いうまでもなく近年稀にみる天才を失って思ったごく個人的な感想をログする。
今にして思うと、私は、彼が生み出した製品を、嫌いでい続ける努力をしていたように思う。
コンピューターのソフトウェアを作る専門家として、ジョブズの製品の宗教的な魅力から遠ざかろうとしていた。
「もうこの製品でいい。iTunesでいい。iPhoneで満足。」そう本気で思えてしまったら、次に作り出すべきソフトウェアが見当たらなくなるような恐怖があって、常に批判的な姿勢を維持しようとしていた。
批判的であることに努力がいるような仕事は、スティーブ・ジョブズの仕事以外、近年なかったと思う。Windowsにせよ、Androidにせよ、どこか多数決で作られているかのように思えるソフトウェアを批判的に眺めることはとても簡単だ。しかし、ジョブズの製品は、一貫したビジョンがあって、それは夢想的で、宗教的な魅力に満ち溢れていた。
たとえば、私が、コンピューターの専門家として糧を得ていなければ、簡単に彼の夢想の世界に堕ちていただろう。今になって思うと、それはとても幸せな陶酔だったんだろうと思う。
彼が私に教えてくれたことは、広義のコンピューターが、客観的な設計の対象や、多数決によって作られるものでなく、すでに思考や生活の価値を決める哲学や宗教の結晶であるということだ。決して唯一の解などなく、物理的なゴールが約束されていない人工物であるということを私に教えてくれた。
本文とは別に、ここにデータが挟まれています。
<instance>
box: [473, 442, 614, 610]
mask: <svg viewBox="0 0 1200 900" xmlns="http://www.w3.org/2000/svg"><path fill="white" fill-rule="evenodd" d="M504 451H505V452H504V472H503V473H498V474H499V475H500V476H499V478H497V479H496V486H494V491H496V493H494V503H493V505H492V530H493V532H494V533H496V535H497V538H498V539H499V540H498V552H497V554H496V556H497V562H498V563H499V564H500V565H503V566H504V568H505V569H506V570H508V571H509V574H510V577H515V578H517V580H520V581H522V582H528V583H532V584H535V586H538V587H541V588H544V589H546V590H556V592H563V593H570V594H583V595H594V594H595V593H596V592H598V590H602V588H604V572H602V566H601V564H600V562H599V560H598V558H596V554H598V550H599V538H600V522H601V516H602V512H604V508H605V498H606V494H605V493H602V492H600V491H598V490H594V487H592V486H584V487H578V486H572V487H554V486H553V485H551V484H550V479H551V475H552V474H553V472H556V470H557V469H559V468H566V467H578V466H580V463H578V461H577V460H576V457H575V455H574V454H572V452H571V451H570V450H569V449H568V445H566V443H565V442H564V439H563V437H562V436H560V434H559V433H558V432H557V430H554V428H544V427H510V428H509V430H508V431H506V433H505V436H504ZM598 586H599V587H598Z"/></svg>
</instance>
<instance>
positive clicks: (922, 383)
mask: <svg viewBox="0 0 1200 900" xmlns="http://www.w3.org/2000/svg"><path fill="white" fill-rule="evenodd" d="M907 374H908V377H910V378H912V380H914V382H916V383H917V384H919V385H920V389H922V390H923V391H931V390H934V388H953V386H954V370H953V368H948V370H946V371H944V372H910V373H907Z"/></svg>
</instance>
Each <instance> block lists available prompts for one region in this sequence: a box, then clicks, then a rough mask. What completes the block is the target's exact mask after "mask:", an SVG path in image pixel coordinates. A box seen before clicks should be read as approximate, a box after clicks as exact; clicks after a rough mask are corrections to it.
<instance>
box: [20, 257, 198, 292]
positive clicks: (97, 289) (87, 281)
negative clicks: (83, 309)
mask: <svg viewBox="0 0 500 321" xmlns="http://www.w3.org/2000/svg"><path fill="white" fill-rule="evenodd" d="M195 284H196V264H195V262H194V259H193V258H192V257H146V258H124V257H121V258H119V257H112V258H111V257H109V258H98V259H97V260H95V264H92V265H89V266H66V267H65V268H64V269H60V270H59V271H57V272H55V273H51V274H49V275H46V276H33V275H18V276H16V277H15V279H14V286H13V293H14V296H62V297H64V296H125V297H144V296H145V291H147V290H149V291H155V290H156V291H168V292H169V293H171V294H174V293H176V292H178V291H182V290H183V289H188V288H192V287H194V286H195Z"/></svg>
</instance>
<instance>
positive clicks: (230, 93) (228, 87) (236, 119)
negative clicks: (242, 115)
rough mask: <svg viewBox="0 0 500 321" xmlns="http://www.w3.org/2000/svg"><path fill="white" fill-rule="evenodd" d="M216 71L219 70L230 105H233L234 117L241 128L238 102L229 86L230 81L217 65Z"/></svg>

あえて言おう、ジョブズの製品は嫌いだ。嫌いでなければならない。
なぜなら、それは唯一の解などではないからだ。
彼が生命を費やして見せてくれた、すばらしい夢だった。
彼の生活に対する姿勢だった。
私は私で、別の夢が存在しえること、別の宗教が存在しえることを示したいと思う。
この私の小さな努力は、逆説的に彼への追悼になると信じる。